Kasih dalam Tindakan Nyata
Seorang gadis bertanya kepada seorang pemuda, “Apakah kamu mencintaiku?” Pemuda yang sedang kepincut itu menjawab, “Tentu, sayangku. Aku mencintaimu.” Si gadis lalu bertanya, “Maukah kamu mati untukku?” Pemuda itu menjawab, “Maafkan aku . . . aku tak rela mati demi cinta.” Kisah tadi menggambarkan 2 hal penting: cinta yang hanya diucapkan di bibir bukanlah cinta sejati, dan besarnya cinta seseorang dapat diukur dari kerelaannya untuk berkorban.
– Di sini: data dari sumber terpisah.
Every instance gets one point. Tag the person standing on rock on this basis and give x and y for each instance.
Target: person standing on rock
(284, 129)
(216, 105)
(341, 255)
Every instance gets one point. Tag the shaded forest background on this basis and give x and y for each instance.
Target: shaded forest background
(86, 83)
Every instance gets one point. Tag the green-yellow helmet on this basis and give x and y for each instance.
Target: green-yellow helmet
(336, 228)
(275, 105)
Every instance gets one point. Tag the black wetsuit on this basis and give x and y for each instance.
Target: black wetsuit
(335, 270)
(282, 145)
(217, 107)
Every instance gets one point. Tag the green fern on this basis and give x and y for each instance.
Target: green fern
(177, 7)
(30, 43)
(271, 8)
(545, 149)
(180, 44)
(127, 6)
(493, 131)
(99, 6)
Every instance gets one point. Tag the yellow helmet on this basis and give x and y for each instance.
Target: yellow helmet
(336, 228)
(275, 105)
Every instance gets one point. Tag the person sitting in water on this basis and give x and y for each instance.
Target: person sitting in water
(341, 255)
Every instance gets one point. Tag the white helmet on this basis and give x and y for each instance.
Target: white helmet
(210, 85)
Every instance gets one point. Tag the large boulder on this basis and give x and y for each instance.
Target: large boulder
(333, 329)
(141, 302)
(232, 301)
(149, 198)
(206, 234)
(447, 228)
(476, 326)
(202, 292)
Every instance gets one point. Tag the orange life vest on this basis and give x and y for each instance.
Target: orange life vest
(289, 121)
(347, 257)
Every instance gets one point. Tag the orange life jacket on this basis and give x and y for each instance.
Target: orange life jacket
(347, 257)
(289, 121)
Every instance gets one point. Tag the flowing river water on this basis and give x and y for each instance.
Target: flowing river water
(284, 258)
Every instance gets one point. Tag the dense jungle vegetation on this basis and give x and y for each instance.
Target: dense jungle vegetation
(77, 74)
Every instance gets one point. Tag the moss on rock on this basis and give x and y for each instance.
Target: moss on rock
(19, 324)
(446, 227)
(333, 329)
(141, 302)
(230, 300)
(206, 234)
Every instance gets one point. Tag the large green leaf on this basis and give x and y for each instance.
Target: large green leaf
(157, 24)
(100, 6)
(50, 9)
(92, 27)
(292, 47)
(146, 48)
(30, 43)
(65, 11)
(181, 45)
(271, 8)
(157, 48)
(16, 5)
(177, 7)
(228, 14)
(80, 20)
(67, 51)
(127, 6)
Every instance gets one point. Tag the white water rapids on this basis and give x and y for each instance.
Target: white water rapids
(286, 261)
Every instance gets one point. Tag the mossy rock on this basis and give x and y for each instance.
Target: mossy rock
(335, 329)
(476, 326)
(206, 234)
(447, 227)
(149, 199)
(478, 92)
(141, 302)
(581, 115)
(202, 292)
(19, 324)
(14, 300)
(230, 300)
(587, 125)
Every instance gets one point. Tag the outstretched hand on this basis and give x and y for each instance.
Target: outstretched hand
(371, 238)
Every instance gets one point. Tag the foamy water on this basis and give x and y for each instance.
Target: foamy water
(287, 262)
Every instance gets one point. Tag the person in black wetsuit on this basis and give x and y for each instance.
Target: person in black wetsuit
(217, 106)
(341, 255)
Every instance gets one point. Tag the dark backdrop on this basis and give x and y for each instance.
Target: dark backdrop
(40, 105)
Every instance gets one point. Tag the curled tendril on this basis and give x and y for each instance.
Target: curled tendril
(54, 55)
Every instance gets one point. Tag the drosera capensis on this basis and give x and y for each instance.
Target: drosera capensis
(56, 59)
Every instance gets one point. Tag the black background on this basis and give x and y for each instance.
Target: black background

Syukurlah, lebih dari sekadar katakata, kasih Allah telah menggerakkan-Nya untuk bertindak—“Ia telah mengaruniakan.”
Yohanes 3:17 menolong kita untuk lebih memahami makna penting dari frasa itu, yaitu dengan menggunakan kata mengutus. “Sebab Allah mengutus Anak-Nya ke dalam dunia bukan untuk menghakimi dunia, melainkan untuk menyelamatkannya oleh Dia.” Allah tidak hanya mengaruniakan kepada kita milik-Nya yang terbaik—Anak yang dikasihi-Nya—tetapi Dia juga mengutus Anak-Nya itu ke dunia dengan satu misi. Yesus Kristus datang untuk mati agar kita boleh hidup. Alangkah dalamnya kasih Bapa kepada kita, hingga Dia rela mengaruniakan Anak-Nya yang tunggal untuk mati menggantikan kita!
Lalu bagaimana seharusnya kita menanggapi kasih seperti itu? Sebagai orang yang telah ditebus, marilah kita dengan penuh syukur bertekad untuk hidup “layak di hadapan-Nya serta berkenan kepada-Nya dalam segala hal, dan . . . memberi buah dalam segala pekerjaan yang baik dan bertumbuh dalam pengetahuan yang benar tentang Allah“ (Kol. 1:10).